J’essaie à la fois d’être fidèle à celles qui me soutiennent depuis le début, et d’en découvrir de nouvelles. J’aimerais d’ailleurs davantage me rendre dans des petites librairies, situées notamment à la campagne. Au fil de mes déplacements, je me suis rendu compte qu’en fonction des villes les publics n’étaient pas les mêmes et, du coup, les échanges étaient aussi assez différents. Cette diversité est enrichissante. Cela étant, mon éditeur me conseille. Et puis, il y a des contraintes géographiques car les déplacements sont très fatigants. Il faut donc les rationaliser.
J’achète essentiellement en librairie. Dans le quartier où j’habite, dans le 11e arrondissement parisien, il y a trois librairies que je fréquente : L’Imagigraphe, Les Guetteurs de vent et Libralire. Elles sont très différentes, du coup, selon mon humeur ou selon ce que je cherche, je choisis l’une ou l’autre. Mais je vais aussi parfois à la Fnac, notamment quand j’ai besoin d’avoir plus de choix, que je n’ai pas d’idée précise. J’aime bien pouvoir voir et toucher. En revanche, j’achète très peu sur Internet.
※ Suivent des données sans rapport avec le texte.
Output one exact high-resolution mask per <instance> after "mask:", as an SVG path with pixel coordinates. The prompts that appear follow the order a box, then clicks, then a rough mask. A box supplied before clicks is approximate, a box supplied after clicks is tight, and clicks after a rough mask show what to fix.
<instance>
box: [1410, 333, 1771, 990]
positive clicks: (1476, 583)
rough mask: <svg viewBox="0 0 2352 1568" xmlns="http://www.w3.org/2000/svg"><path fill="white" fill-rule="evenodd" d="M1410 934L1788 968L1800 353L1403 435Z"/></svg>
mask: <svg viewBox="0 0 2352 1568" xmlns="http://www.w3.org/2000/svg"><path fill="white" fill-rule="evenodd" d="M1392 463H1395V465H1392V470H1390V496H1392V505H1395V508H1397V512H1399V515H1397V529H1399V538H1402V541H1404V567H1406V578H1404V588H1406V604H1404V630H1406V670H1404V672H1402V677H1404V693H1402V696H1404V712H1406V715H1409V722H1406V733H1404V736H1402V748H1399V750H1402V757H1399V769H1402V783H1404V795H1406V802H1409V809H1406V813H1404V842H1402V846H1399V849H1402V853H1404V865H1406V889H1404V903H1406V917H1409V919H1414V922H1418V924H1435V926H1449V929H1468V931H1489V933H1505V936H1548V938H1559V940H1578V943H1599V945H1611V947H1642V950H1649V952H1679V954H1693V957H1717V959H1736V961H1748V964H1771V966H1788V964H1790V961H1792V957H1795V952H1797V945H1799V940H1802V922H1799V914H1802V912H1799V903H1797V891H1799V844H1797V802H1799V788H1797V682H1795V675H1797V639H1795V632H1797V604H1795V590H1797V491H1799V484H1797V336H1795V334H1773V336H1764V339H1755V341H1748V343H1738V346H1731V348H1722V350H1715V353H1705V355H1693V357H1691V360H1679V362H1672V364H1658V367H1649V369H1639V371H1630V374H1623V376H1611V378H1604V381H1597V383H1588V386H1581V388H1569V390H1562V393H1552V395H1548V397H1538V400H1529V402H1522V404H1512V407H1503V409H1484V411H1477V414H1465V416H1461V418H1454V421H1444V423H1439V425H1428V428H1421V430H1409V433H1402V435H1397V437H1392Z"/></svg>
Les rares fois où j’ai commandé sur Amazon, c’était parce que le livre que je cherchais était épuisé et donc difficile à trouver.
Oui. Blandine Vecten, qui a fondé Libralire au début des années 1990, et qui est malheureusement décédée en 2008. C’est une femme qui a fait beaucoup pour amener les jeunes à la lecture. Elle travaillait avec les écoles, proposait aux élèves des ateliers de lecture, des rencontres avec des conteurs. A l’époque, déjà, j’habitais le quartier et mes enfants étaient jeunes. Je me suis très vite sentie en affinité avec elle. Du coup, quand j’ai écrit Jours sans faim, je lui ai fait lire le texte avant de l’envoyer à quiconque. A l’époque, je ne connaissais personne dans le milieu éditorial et son regard de libraire m’est naturellement apparu comme important.
Pour l’instant je ne suis allée que chez Compagnie, à Paris (5e). Mais déjà je me rends compte que ma prochaine tournée sera plus facile que la précédente car il y a moins d’enjeux affectifs dans ce nouveau livre.